Na Régua, apanharam o comboio da madrugada para o Porto, depois de uma longa caminhada a pé pela calada da noite, desde Lamego, levando por companhia o almocreve que puxava pela trela a mula que lhes transportava a bagagem. Embarcaram em Lisboa num ronceiro paquete a vapor, que parava em todos os portos, desde o Funchal até Nacala, onde terminou a viagem.
A missão ficava no fim do mundo, se é que tal sítio existe. Era um local digno de um filme de aventuras, onde a beleza da paisagem se mistura com as gargalhadas das quizumbas1 e os rugidos dos simbas2. Estes atreviam-se a atacar as palhotas que circundavam a missão, conseguindo por vezes meter o dente num ou outro negro menos precavido. Talvez por temerem o aspecto, que lhes era ainda estranho, os brancos raramente eram vítimas dos seus apetites. Quando o faziam, era apenas quando se sentiam ameaçados.

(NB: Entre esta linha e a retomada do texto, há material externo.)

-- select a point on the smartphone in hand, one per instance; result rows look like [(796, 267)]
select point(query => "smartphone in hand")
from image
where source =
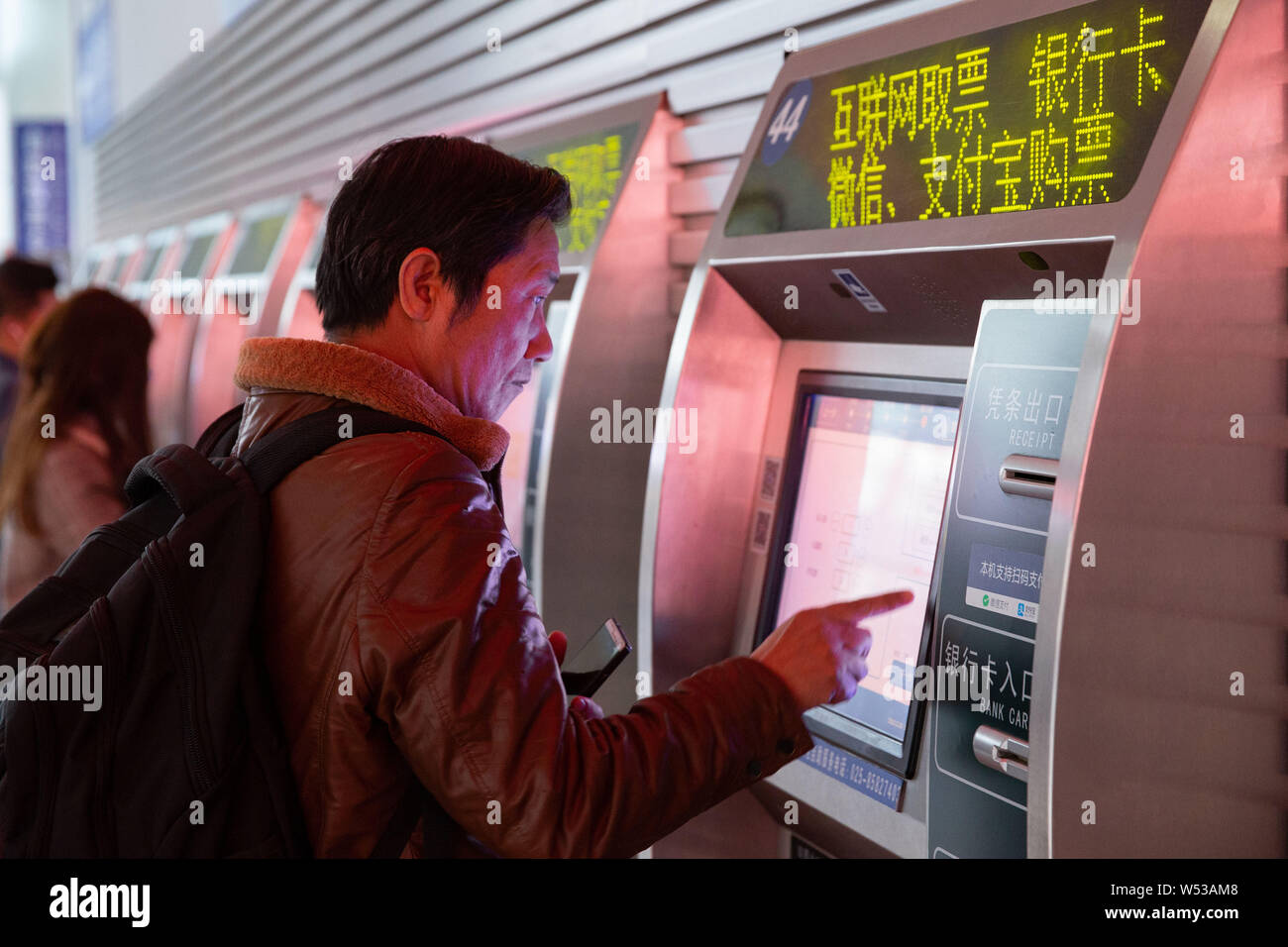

Estava-se na fase heróica da penetração branca nos sertões de África, quando ainda a prisão do Gungunhana estava fresca na memória de todos. Cobras enormes, serpentes venenosas, ataques de formigas e abelhas eram parte do quotidiano daquelas paragens. Um dia, o António deparou com um grupo de macuas, os habitantes da região, em pânico por causa duma cobra. Ao tentar matá-la com um pau, ignorando os gritos dos presentes "senhor António, não mate cobra que fica cego", viu-se atingido nos olhos por um jacto de saliva que lhe causou dores horríveis nos olhos e cegueira temporária por dois dias.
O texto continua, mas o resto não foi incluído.